🤖 AI Summary
This work addresses the security threat posed by contradictory virtual content attacks in augmented reality (AR), which can mislead users, induce semantic confusion, or propagate harmful information. To tackle this challenge, the authors introduce ContrAR, the first systematic evaluation framework for assessing model robustness against such adversarial content. They construct a novel dataset comprising human-verified real-world AR videos and conduct a multidimensional benchmark evaluation across eleven state-of-the-art vision-language models. Experimental results reveal that while current models exhibit basic comprehension capabilities, they remain notably deficient in detecting and reasoning about contradictory AR content, often failing to balance accuracy and latency effectively. This study establishes the first standardized benchmark to advance the development of more robust AR systems.
📝 Abstract
Augmented reality (AR) has rapidly expanded over the past decade. As AR becomes increasingly integrated into daily life, its security and reliability emerge as critical challenges.

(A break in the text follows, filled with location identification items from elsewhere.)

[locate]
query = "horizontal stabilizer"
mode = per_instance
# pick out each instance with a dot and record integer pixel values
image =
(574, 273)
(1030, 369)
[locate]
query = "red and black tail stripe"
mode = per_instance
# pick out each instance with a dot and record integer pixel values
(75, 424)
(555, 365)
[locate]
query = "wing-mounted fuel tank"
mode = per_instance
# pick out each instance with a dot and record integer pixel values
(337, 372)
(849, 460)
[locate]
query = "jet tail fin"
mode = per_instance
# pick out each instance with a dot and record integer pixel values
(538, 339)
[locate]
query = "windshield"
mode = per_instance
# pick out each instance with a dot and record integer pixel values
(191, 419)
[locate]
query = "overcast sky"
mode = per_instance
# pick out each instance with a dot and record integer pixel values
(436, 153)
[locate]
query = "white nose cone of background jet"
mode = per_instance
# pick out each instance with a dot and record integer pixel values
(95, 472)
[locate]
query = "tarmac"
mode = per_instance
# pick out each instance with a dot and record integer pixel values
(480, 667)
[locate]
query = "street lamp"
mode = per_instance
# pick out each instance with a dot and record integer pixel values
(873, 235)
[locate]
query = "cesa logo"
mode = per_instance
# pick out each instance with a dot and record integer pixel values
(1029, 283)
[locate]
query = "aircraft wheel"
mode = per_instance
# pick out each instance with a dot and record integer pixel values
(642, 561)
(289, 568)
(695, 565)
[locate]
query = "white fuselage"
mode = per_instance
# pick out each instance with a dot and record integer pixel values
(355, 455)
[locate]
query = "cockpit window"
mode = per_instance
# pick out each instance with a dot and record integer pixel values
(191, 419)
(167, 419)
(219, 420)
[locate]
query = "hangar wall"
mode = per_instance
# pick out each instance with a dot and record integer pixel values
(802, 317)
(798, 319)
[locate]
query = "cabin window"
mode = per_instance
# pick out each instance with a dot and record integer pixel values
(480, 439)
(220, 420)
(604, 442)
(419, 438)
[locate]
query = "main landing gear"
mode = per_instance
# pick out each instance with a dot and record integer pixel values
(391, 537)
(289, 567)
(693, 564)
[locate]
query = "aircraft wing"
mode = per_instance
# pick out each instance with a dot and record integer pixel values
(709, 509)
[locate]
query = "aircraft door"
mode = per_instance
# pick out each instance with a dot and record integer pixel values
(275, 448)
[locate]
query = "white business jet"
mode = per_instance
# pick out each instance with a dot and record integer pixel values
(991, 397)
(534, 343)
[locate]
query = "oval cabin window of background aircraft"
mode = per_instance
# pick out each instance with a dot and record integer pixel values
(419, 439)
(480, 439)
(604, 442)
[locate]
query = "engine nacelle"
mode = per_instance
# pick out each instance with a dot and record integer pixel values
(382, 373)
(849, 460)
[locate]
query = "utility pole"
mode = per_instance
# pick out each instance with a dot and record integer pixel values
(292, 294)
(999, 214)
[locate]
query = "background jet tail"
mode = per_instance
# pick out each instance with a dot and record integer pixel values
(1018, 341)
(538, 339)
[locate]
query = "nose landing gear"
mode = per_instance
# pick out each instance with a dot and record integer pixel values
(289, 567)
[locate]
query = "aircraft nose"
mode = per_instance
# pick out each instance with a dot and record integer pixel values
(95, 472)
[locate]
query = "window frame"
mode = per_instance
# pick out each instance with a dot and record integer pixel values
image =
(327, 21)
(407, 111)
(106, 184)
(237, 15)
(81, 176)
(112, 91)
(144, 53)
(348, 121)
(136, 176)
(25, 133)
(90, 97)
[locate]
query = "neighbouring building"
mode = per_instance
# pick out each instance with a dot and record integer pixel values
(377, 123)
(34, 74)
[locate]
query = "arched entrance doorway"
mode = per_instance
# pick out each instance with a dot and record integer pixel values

Among various threats, contradictory virtual content attacks, where malicious or inconsistent virtual elements are introduced into the user's view, pose a unique risk by misleading users, creating semantic confusion, or delivering harmful information. In this work, we systematically model such attacks and present ContrAR, a novel benchmark for evaluating the robustness of vision-language models (VLMs) against virtual content manipulation and contradiction in AR. ContrAR contains 312 real-world AR videos validated by 10 human participants. We further benchmark 11 VLMs, including both commercial and open-source models. Experimental results reveal that while current VLMs exhibit reasonable understanding of contradictory virtual content, room still remains for improvement in detecting and reasoning about adversarial content manipulations in AR environments. Moreover, balancing detection accuracy and latency remains challenging.